Quand le désir de bien dormir entraîne des insomnies chez les adultes en France

Quand vouloir trop bien dormir provoque des insomnies

Quand vouloir trop bien dormir provoque des insomnies

Le phénomène du « sleepmaxxing » prend de l’ampleur, consistant à chercher à optimiser la qualité de son sommeil à tout prix. Cette tendance s’inscrit dans un mouvement plus large visant à maximiser divers aspects de la vie personnelle, souvent relayé par des conseils variés sur les réseaux sociaux, dont la fiabilité peut être douteuse.

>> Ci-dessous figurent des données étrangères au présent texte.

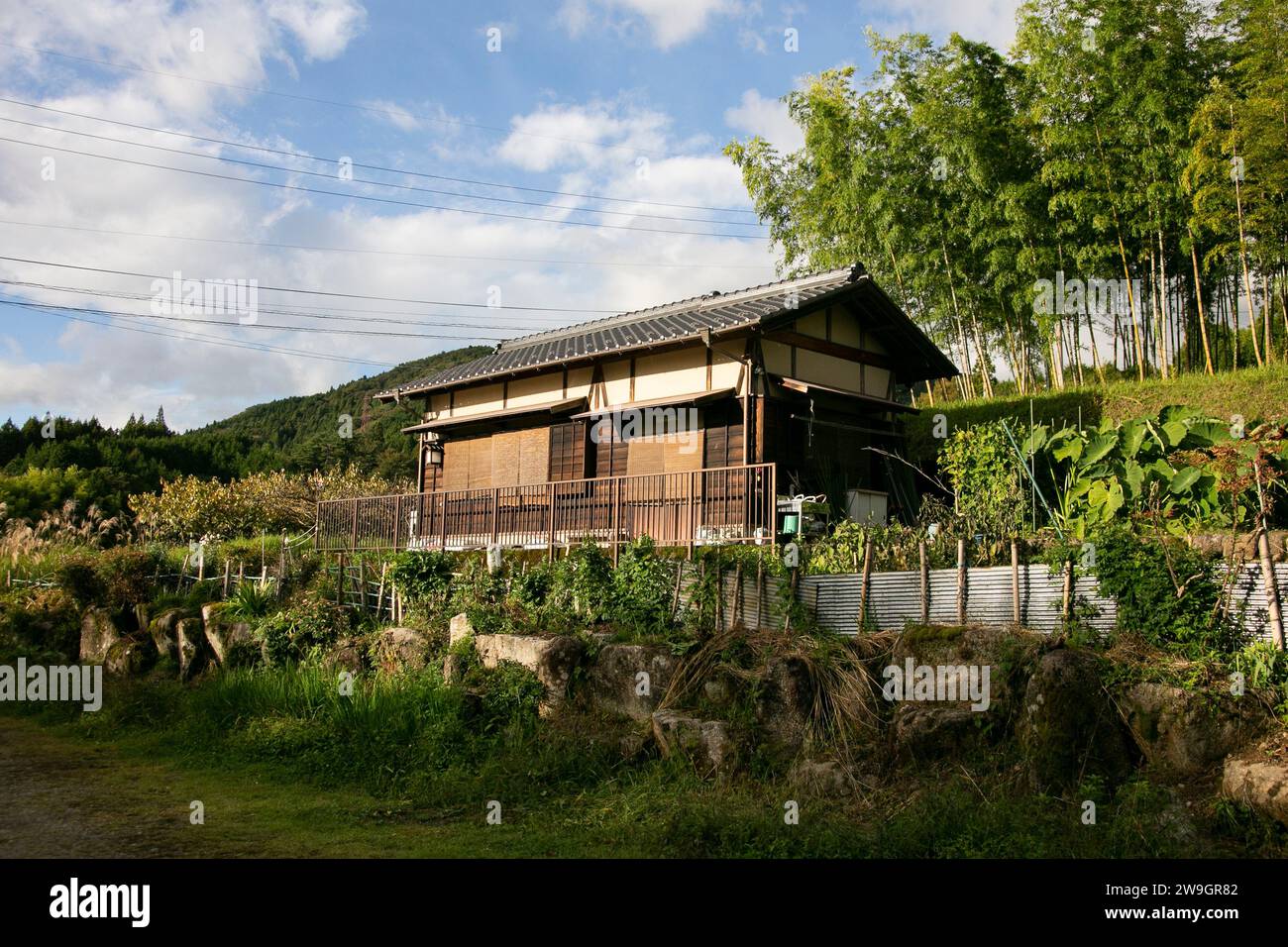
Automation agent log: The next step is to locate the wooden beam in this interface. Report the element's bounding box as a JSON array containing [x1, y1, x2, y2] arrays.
[[765, 331, 894, 368]]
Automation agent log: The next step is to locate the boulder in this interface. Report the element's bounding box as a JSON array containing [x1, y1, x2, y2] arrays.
[[581, 644, 677, 720], [756, 657, 814, 760], [787, 760, 854, 796], [447, 612, 474, 647], [201, 601, 255, 665], [103, 635, 158, 678], [373, 627, 430, 674], [890, 701, 986, 760], [176, 618, 210, 681], [149, 608, 183, 663], [1221, 756, 1288, 826], [653, 710, 739, 777], [474, 635, 587, 708], [1118, 683, 1265, 776], [1017, 648, 1134, 792], [443, 652, 471, 684], [80, 608, 125, 663]]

Un manque de fondement scientifique

Des pratiques extrêmes émergent, comme le « looksmaxxing », où certains vont jusqu’à se soumettre à des interventions chirurgicales risquées pour améliorer leur apparence. De même, le « phéromonemaxxing » suggère d’arrêter de se laver pour augmenter son attrait. Dans le cadre du sleepmaxxing, bien que certains conseils, comme la prise de mélatonine, puissent avoir un effet positif, leur efficacité n’est pas garantie et la qualité des produits disponibles peut varier.

D’autres recommandations, en revanche, manquent totalement de fondement scientifique et peuvent même être dangereuses, comme le fait de se scotcher la bouche pour favoriser la respiration nasale, ce qui présente un risque d’étouffement.

Un trouble anxieux : l’orthosomnie

Il est crucial d’aborder ces pratiques avec prudence et de consulter un professionnel de santé avant de s’engager dans des méthodes d’optimisation du sommeil. L’obsession de vouloir améliorer son sommeil peut entraîner des effets pervers, dont l’orthosomnie, un trouble anxieux qui peut paradoxalement provoquer des insomnies. Cette situation rappelle d’autres comportements extrêmes, tels que l’orthorexie, qui découle d’une obsession pour une alimentation saine.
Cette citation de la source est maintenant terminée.